One of the main advantages of the gadgets is that they enable on-the-job training, particular in the manufacturing industry, showing staff how to perform certain tasks and fix equipment through augmented reality (AR).

With sectors like healthcare and consumer packaged goods, the glasses could be used to help employees look for information via a visual search.

Angela McIntyre, research director at Gartner, said smartglasses with AR and head-mounted cameras are able to boost the efficiency of engineers, technicians and workers in countless other specialities, but over the next three to five years, the industry likely to benefit the most from the technology is field service.

She explained: "The greatest savings in field service will come from diagnosing and fixing problems more quickly and without needing to bring additional experts to remote sites."

There are many ways smartglasses aid training, such as the provision of instructions through the visual displays and offering video collaboration with professionals.

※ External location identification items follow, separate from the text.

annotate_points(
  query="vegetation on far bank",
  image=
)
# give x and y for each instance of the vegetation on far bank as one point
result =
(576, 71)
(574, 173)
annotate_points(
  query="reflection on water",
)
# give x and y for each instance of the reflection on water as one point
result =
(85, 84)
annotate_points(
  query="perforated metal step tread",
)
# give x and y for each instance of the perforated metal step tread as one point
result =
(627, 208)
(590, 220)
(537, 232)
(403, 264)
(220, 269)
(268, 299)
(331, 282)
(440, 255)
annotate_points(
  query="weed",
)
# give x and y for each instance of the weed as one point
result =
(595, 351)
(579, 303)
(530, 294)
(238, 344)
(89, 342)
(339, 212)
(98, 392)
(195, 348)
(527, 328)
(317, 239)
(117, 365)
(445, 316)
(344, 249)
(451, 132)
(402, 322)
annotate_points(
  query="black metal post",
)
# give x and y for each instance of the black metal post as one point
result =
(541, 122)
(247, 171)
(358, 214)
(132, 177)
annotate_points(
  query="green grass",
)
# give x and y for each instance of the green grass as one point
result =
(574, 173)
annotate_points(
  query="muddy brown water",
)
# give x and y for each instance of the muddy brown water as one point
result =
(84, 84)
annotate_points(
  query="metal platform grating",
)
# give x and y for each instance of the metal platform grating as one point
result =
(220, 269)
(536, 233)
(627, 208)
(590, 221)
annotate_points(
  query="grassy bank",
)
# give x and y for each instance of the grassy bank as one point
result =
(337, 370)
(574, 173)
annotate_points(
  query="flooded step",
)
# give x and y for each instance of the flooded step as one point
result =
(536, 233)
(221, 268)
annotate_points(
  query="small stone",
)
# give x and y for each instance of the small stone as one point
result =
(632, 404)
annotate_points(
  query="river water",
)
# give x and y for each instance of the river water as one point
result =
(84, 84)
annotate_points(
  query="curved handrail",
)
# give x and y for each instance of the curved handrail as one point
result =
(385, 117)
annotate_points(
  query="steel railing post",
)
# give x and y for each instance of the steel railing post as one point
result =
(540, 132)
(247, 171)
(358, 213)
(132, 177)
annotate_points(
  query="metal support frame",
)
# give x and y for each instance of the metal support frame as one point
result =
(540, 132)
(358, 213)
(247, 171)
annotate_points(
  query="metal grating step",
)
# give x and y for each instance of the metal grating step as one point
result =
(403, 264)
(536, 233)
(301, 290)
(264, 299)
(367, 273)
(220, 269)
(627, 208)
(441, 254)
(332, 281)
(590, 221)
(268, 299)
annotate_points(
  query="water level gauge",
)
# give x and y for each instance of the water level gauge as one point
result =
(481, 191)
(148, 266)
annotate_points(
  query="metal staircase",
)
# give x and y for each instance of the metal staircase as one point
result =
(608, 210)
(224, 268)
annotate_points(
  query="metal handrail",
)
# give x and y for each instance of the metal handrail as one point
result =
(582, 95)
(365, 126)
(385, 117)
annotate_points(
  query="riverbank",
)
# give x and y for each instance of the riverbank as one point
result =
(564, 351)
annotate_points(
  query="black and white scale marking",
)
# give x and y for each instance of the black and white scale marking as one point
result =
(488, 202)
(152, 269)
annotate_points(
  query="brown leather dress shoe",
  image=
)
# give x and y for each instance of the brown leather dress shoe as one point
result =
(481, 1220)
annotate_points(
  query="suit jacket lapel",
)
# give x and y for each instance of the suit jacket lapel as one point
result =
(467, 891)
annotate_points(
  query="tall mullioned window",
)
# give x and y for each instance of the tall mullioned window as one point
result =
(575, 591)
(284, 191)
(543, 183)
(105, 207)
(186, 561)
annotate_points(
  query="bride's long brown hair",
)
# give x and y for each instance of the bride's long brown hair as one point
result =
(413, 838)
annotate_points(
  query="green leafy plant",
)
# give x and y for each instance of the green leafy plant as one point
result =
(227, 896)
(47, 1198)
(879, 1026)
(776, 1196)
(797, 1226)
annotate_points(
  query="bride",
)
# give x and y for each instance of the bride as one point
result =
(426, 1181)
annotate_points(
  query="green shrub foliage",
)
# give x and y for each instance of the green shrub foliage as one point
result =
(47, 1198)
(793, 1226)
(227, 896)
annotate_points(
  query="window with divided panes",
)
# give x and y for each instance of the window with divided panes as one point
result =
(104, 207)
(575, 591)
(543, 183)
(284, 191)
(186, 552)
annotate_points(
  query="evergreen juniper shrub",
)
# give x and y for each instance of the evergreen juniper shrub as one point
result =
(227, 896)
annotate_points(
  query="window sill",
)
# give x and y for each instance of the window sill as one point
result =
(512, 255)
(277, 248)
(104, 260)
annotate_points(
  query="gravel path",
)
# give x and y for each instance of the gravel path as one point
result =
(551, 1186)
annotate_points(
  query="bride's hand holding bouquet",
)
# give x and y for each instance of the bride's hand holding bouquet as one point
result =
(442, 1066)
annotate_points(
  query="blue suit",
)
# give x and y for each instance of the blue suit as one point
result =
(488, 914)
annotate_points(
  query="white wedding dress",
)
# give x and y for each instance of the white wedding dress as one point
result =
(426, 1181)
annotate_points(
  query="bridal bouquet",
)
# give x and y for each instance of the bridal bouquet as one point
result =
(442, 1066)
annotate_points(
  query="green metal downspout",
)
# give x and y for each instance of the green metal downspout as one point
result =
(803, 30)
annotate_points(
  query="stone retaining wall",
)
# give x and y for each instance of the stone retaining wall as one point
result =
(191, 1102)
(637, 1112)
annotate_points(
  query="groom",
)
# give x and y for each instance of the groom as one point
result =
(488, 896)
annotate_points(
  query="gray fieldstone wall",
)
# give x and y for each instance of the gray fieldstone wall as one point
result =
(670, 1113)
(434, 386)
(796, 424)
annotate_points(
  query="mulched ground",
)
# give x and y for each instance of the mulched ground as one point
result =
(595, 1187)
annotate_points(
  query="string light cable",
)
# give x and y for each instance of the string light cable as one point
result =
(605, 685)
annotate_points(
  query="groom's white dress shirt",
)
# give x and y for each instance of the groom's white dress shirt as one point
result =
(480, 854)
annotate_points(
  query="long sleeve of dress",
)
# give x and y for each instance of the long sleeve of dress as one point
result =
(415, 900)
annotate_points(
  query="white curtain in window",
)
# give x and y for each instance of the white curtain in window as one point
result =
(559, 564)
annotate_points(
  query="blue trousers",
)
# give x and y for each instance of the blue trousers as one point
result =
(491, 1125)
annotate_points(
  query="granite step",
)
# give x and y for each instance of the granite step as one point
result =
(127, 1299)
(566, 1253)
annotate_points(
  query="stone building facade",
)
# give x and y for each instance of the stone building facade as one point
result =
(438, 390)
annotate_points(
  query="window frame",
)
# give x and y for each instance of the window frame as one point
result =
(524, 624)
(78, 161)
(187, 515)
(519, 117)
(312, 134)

In the healthcare sector, smartglasses could be used to set up video conferences between specialists and streamline the patient experience at doctors' offices by introducing facial recognition.

Across all industries, the video aspect of the gadgets is great for conducting inspections and store evidence that a task was carried out correctly. These clips can then be uploaded to online portfolios to be later played during a training session as an example of how things should be done.

Ms McIntyre concluded: "Now is the time for IT organizations to refresh their bring-your-own-device (BYOD) policies with smartglasses in mind."